If the COVID-19 epidemic as a stock factor

This paper uses the WindAlpha single factor research framework of wankuang platform to explore the impact of COVID-19 epidemic on the stock market from the perspective of stock factors. IC analysis found that there was a significant negative correlation between the severity of the epidemic and the return of the stock market, which increased with time and peaked on the 10th day. According to the COVID-19 epidemic factors, the return rate of the first group was significantly higher than that of the other groups, and the long-term combination could outperform the market. ( Code clone point here)

Article directory

1. Factor construction

First, obtain the time series of epidemic data of each province. For the method of obtaining the time series, see n methods of obtaining the historical data of COVID-19 epidemic . The data source here is nCov2019 Library in R language:

x <- load_nCov2019()
data <- summary(x)[1:3]
write.csv(data,"Data/nCovProvince.csv",row.names = FALSE)
## province	time	cum_confirm
## Shanghai 2020 / 2 / 10 302
## Yunnan 2020 / 2 / 10 149
## Inner Mongolia 2020 / 2 / 10 58
## Beijing 2020 / 2 / 10 342
## Taiwan 2020 / 2 / 10 18

Then extract the registered place and office location of all A shares of non ST and non PT shares on the wankuang platform, and find the province corresponding to the location.
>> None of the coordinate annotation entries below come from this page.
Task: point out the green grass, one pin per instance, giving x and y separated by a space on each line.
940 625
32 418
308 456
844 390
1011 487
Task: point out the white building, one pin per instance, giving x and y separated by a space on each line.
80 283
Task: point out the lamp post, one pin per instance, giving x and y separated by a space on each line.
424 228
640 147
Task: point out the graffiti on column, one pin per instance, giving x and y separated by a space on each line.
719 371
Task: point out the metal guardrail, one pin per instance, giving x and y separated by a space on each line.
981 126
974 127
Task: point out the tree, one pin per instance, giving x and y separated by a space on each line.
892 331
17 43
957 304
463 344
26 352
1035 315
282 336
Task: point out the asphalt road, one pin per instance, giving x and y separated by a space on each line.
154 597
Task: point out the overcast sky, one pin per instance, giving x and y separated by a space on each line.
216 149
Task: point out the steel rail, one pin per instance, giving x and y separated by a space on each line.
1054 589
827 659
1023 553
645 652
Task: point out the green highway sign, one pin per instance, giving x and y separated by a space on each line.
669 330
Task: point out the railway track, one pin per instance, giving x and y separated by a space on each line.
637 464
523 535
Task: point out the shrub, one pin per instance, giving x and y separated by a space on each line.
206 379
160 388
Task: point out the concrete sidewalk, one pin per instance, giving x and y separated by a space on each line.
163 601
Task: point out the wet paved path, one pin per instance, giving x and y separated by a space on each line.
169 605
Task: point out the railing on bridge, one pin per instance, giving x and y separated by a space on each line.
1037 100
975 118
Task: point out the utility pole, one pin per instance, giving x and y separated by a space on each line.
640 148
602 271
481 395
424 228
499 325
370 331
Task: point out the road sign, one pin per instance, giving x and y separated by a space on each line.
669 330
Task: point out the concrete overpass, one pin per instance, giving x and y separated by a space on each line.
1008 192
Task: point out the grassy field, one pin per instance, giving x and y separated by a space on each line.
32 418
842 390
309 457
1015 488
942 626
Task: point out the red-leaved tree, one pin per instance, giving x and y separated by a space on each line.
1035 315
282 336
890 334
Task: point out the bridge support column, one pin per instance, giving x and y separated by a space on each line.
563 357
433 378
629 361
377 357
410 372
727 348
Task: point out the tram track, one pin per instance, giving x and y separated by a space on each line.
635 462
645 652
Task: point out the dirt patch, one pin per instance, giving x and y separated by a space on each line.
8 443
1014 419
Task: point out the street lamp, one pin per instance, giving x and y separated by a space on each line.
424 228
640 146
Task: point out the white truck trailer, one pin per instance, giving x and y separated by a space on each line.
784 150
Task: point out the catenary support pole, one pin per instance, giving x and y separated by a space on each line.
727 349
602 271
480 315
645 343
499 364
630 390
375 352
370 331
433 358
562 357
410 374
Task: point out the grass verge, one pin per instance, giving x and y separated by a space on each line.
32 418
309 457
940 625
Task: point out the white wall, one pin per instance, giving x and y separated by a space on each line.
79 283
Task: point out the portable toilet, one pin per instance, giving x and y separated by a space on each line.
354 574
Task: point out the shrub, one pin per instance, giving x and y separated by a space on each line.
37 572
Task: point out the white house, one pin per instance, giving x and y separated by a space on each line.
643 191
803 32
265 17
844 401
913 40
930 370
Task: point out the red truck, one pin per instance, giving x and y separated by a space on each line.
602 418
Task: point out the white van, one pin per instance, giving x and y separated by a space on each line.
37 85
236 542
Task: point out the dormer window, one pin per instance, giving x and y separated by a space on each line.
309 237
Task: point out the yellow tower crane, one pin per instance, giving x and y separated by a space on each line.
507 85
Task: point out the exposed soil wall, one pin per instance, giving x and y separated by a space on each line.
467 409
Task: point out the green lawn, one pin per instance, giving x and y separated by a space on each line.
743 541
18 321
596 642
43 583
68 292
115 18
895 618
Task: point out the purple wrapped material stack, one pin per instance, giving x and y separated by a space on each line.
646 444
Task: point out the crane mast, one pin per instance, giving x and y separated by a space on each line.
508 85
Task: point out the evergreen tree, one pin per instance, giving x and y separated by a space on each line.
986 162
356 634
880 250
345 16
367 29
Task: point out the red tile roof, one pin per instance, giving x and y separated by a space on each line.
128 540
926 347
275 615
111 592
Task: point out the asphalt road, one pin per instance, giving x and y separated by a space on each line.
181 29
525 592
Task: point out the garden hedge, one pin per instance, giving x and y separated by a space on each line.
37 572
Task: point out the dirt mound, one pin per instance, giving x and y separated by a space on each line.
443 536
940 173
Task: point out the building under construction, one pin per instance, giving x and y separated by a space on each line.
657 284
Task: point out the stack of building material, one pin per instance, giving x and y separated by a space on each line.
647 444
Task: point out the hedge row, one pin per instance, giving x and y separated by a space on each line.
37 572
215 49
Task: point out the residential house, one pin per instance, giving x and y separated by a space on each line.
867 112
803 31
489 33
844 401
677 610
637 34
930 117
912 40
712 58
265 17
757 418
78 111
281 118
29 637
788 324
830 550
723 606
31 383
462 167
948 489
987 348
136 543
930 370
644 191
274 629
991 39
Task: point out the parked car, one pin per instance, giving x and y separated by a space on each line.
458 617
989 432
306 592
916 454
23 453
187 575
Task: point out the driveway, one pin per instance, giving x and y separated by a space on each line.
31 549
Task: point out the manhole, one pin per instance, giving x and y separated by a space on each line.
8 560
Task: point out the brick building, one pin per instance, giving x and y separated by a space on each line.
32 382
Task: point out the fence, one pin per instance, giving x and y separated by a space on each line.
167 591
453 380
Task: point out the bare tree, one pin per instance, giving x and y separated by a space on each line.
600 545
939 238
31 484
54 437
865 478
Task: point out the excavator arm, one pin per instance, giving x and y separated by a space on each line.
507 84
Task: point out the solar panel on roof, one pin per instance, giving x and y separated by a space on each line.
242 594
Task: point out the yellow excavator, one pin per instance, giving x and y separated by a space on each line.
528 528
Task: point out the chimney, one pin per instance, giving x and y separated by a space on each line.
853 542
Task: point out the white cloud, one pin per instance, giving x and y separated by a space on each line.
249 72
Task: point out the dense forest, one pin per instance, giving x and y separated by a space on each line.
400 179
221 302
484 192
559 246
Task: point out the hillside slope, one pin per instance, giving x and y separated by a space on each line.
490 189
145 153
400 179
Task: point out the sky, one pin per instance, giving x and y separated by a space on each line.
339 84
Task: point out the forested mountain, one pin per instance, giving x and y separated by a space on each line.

According to the province information, find the corresponding number of confirmed cases in the epidemic data obtained before, and take the number of confirmed cases as the factor value of the stock day.

from WindPy import * #api
from datetime import datetime
from scipy import stats, optimize
from WindCharts import *
import pandas as pd
import WindAlpha as wa

# Read epidemic data: before reading, you need to upload the csv file to the "data file / nCov" folder
nCov_province = pd.read_csv("data/nCov/nCovProvince.csv",encoding = "gbk",index_col = ["time", "province"])
start_date = nCov_province.index[-1][0]
end_date = nCov_province.index[1][0]

def get_province(address):
    # Return the province corresponding to the address according to the address information
    province_list = ['Shanghai','Yunnan','Inner Mongolia','Beijing','Taiwan','Jilin','Sichuan','Tianjin','Ningxia','Anhui','Shandong',
                 'Hunan','Macao','Gansu','Fujian','Tibet','Guizhou','Liaoning','Chongqing','Shaanxi','Qinghai','Hong Kong','Heilongjiang']
    for province in province_list:
        if province in address:
            return province
def factor_prepare(nCov_province):
    # Get the list of trading days and convert it to string format
    trade_dates = w.tdays(start_date, end_date, period="d").Data[0]
    trade_dates = [dt.strftime("%Y-%m-%d") for dt in trade_dates]
    # Obtain all A share codes of non ST, non PT
    stock_set = w.wset("sectorconstituent", "date="+start_date+";sectorId=a001010f00000000;field=wind_code", usedf=True)
    stock_list = list(stock_set[1]['wind_code'])
    # Obtain the registered place and office address of the company and extract the province
    raw_data=w.wss(stock_list, "address,office", "rptDate= %s" %(start_date),usedf=True)[1]
    raw_data["ADDRESS"] = raw_data["ADDRESS"].map(get_province)
    raw_data["OFFICE"] = raw_data["OFFICE"].map(get_province)
    # Data format required to organize data into factors
    factor = pd.DataFrame(columns=raw_data.columns,
    for trade_date in trade_dates:
        factor.loc[trade_date,"ADDRESS"] = np.asarray(raw_data["ADDRESS"])
        factor.loc[trade_date,"OFFICE"] = np.asarray(raw_data["OFFICE"])
    # Transfer the information of the province where the company is located to the cumulative number of confirmed patients on that day and take it as the final factor value
    for trade_date in trade_dates:
        for security_code in stock_list:
            for columns in factor.columns :
                security_prvince = factor.loc[(trade_date,security_code),columns]
                    # There is a possibility that the index of the assigned value cannot reach the corresponding value, because there is no case in the corresponding province at that time
                    factor.loc[(trade_date,security_code),columns] = nCov_province.loc[(trade_date,security_prvince), "cum_confirm"]
                except (KeyError):
                    factor.loc[(trade_date,security_code),columns] = 0
    # The date index of upload factor needs to be converted to datetime format
    date_index = [datetime.datetime.strptime(dt,"%Y-%m-%d") for dt in index.levels[0]]
    index.set_levels(date_index, level=0, inplace = True)
    factor.set_index(index,inplace = True)
    inds_ret = wa.load_local_factors(factor)
    return inds_ret
raw_ind_ret = factor_prepare(nCov_province)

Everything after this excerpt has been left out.